In 2005, the bankruptcy code was redesigned by the banking oligarchs to stick it to the average American yet again. That is why if we look at quarterly filings, we see an enormous spike in 2005 before the modern debtors’ prison made its way back:
The spike above is enormous because this happened in a supposedly booming economic time. Since bankruptcy always involves debt, this bubble decade induced by debt was a perfect breeding ground for bankruptcy. Many unable to pay their debts saw the writing on the wall and filed before the new law took effect in 2006. Even with the new stringent measures bankruptcy filings have been soaring and are now up 104 percent from 2007. This is happening because 27 million Americans are unemployed or underemployed and it is hard to squeeze any payment out of someone with no income.

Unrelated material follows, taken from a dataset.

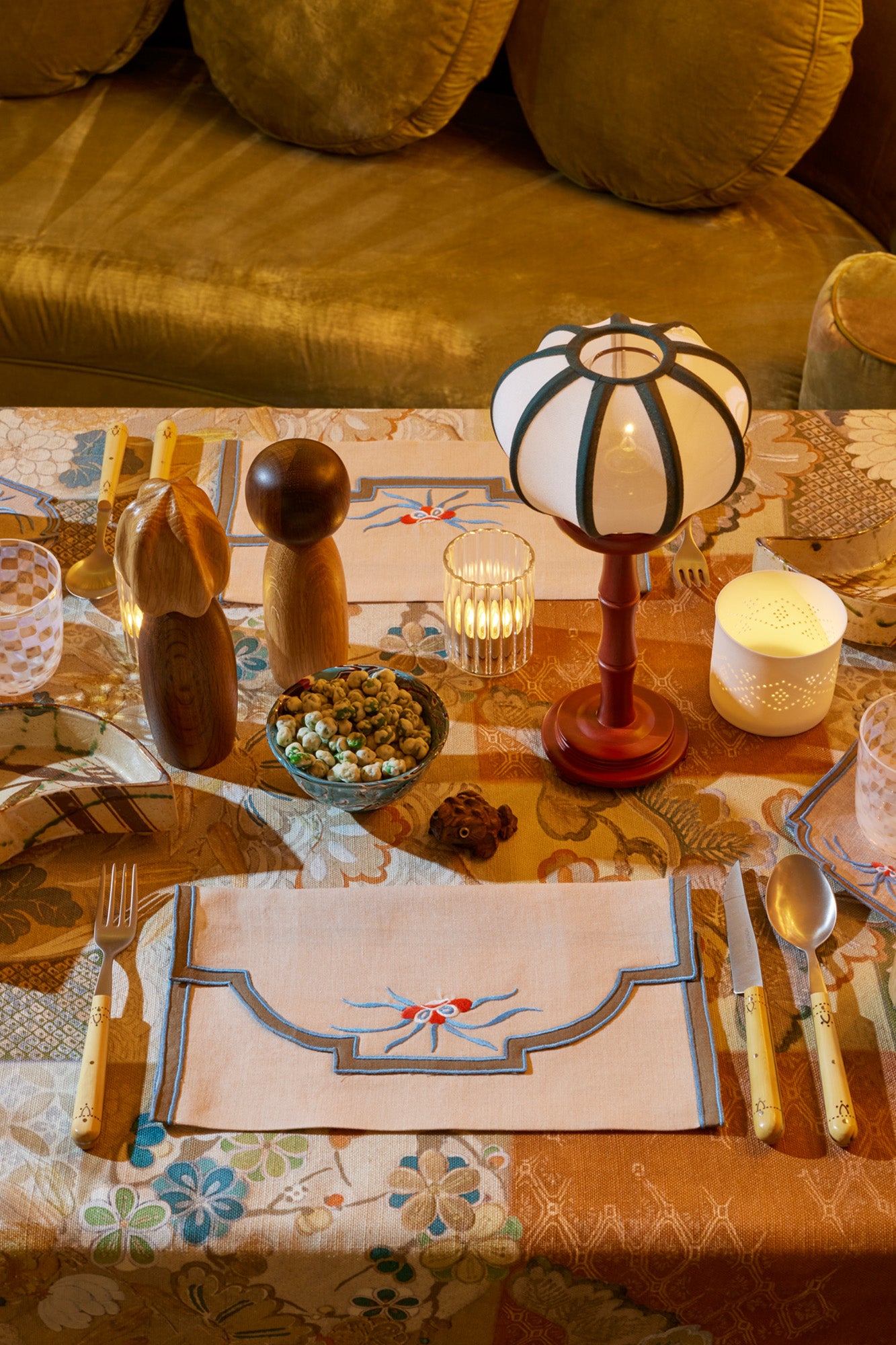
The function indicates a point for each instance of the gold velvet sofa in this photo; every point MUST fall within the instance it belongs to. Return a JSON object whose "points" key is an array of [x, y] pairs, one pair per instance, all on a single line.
{"points": [[157, 248]]}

65 percent of all U.S. consumer filed bankruptcies are Chapter 7 cases. In a Chapter 7, the individual surrenders their non-exempt property to a trustee that then liquidates the unsecured property. Usually a home is protected in a Chapter 7 bankruptcy. That is, unless a home is underwater and is the financial reason for bankruptcy. In that case, many homeowners will simply allow the home to go into foreclosure and with 300,000 foreclosure filings a month this is what is happening. After the unsecured property is liquidated, the debtor usually has much of the debt discharged.
But what happened in 2005 was a “means test” was added to the bankruptcy process. Someone that failed to meet the means test would have their case dismissed and possibly have their case converted into a Chapter 13. With Chapter 13, the debtor still holds onto the property but needs to allocate a portion of their income to debt repayment. If you want to look at the HAMP program that is trying to rework hundreds of thousands of mortgages, this is a mini Chapter 13. On the surface it sounds good. But in reality, this is only a method of siphoning off more money from struggling debtors by the banking oligarchy. The average American in many of these cases is simply unable to pay their debts. A large reason for our economic problems stems from too much debt given to too many people. On a yearly basis bankruptcy filings are still rolling up:
Now if things were recovering why would bankruptcies still be going up? The fact of the matter is that many Americans are seeing nothing of the recovery. The fact that many of the cases are Chapter 7 means that even with the more stringent means tests, many simply do not have the means to pay their debts. A program like HAMP, in states where housing has fallen by 30, 40, or even 50 percent is a Chapter 13 for a home. On the surface it looks like a helping hand to a homeowner in distress. But in reality, it is a way for banks to protect their bottom line without confronting the massive onslaught of foreclosures that would result. The borrower in many cases is still struggling but the banks at least have a little bit of cash flow from the place and can claim the home is still worth the inflated asset value they secured a note with.
Things are so tough, that you have people asking if they don’t have to pay bills to companies that have filed bankruptcy:
“(Cleveland) The fact that the retailer went broke does not mean that its credit customers get to keep the merchandise they have not yet fully paid for,” says Cleveland bankruptcy attorney Richard Nemeth.
He says that, if you haven’t already, you can expect to hear from the court-appointed trustee, who will request you pay the loan as agreed.
You should, however, be able to reduce the loan balance by the cost of the soon-to-be-worthless extended service plan.
These kinds of extended service plans usually involve simple maintenance like cleanings and prong-tightenings, and they may cover lost stones.”
I know some think that people that file for bankruptcy at times are trying to game the system. This is just another myth perpetuated by the corporate welfare banking system. In fact, according to the ABA over 85 percent of Chapter 7 filings are “no-asset filings” meaning there are no assets for creditors to go after to recover the debt. Average Americans are still struggling with the real problems of the real economy.
So it should come as no surprise that bankruptcy filings are still trending up. Without employers hiring and unemployment still high, we can expect more and more Americans to reach the end of their rope. But also, with $3 trillion in commercial real estate coming due in the next five years starting in 2010 we will expect many businesses to also file for bankruptcy protection. The real economy is telling us something very different from the stock ticker.